Knitters Create 8,000 Welcome Blankets for Refugees
A Los Angeles artist is leading a global knitting project to create handmade blankets spanning Earth's circumference. So far, 8,000 welcome blankets have reached immigrant and refugee families across America.
Instead of building walls, thousands of crafters are knitting bridges.
When Los Angeles artist Jayna Zweiman heard about plans for a border wall in 2017, she grabbed her knitting needles and started a different kind of project. She wanted to knit the same distance in yarn, creating cozy 40-inch blankets for refugees and immigrants arriving in America.
The response flooded in faster than she expected. Within months, Zweiman hit her original goal of 6,000 blankets, so she made the target bigger: cover the entire circumference of Earth with welcome blankets.
That means 36,521 hand-knit or quilted pieces spanning 24,901 miles. Today, the Welcome Blanket project has collected 8,000 blankets and counting.
Each crafter chooses their own method, whether knitting, crocheting, sewing, or quilting. The only requirement is making a 40-inch square lap blanket and including a personal welcome note for the recipient.

Some notes are stitched directly into the fabric. Quilt squares spell out "you belong here," while hand-sewn tags read "welcome home."
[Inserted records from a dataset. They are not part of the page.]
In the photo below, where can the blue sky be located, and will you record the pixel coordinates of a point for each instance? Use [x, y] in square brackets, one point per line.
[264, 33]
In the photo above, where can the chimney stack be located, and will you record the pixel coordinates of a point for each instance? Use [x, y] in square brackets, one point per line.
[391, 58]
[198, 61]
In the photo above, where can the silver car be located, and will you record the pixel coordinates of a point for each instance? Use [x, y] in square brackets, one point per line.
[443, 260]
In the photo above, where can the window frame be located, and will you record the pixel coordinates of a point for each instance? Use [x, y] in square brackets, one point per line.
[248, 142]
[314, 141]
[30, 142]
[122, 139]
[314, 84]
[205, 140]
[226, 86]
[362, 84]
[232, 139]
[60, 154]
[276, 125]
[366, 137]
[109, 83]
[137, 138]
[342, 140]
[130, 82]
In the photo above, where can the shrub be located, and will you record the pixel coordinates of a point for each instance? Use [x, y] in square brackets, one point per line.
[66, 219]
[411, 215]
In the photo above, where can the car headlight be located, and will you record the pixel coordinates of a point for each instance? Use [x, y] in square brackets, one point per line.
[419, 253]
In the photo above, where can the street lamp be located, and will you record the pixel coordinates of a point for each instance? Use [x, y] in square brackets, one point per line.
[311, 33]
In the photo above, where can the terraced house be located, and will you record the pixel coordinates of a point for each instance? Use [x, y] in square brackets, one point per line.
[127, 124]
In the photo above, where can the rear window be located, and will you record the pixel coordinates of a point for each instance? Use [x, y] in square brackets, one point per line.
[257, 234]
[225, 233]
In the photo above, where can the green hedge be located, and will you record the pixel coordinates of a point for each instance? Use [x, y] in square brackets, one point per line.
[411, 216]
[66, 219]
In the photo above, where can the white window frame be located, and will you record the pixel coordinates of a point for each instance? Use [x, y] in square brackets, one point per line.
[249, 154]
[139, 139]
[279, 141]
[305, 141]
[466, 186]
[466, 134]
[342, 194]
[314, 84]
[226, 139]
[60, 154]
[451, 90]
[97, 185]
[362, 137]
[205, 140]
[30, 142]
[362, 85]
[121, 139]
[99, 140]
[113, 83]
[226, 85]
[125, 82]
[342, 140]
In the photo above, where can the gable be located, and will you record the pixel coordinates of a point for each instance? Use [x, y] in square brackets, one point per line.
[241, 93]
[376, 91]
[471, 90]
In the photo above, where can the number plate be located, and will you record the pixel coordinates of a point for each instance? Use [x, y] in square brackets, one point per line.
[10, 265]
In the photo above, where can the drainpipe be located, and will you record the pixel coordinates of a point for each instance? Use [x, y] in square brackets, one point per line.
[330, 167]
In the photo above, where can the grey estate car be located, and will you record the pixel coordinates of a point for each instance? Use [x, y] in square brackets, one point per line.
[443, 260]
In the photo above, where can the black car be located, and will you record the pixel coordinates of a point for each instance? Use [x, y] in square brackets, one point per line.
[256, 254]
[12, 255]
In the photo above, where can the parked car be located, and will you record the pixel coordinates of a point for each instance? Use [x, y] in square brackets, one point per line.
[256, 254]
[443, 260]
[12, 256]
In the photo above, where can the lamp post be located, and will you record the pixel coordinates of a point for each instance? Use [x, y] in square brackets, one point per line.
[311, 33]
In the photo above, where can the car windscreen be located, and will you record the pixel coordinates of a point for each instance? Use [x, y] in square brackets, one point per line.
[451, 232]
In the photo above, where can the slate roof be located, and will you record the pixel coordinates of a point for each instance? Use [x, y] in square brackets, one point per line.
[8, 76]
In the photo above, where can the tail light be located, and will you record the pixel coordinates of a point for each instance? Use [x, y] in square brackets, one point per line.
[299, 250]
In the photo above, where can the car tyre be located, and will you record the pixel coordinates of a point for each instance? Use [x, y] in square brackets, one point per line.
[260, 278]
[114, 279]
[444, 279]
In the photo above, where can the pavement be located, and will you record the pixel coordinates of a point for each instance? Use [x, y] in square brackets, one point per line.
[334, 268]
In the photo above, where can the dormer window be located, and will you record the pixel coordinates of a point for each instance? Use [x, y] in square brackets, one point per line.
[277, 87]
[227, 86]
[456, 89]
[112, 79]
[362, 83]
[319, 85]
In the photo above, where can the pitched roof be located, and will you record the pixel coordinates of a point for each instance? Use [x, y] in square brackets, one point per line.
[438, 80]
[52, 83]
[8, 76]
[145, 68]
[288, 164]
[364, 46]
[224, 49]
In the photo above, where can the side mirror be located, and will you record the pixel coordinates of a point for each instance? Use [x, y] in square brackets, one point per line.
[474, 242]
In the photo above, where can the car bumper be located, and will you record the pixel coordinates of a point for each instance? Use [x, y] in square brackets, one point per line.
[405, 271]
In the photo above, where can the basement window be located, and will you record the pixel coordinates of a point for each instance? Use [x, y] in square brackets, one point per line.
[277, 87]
The blankets get distributed through local resettlement agencies across the country. Some are displayed in galleries first, while others go straight to families starting their new American lives.
The Ripple Effect
Welcome Blanket has grown into more than a craft project. It connects thousands of makers with newcomers in a tangible act of hospitality, turning yarn and fabric into symbols of belonging.
Zweiman tracks every blanket through an online form, watching the total miles creep closer to that planet-sized goal. Each logged entry represents hours of careful work and a stranger's decision to say "welcome" with their hands.
The project builds on Zweiman's earlier success with the Pussyhat Project, which became one of history's largest crowd-sourced art advocacy efforts. Her approach proves that needles and thread can stitch together communities as effectively as any policy.
For Zweiman, the math is simple: instead of keeping people out, what would it look like to welcome them in? Eight thousand families now have warm, handmade answers to that question.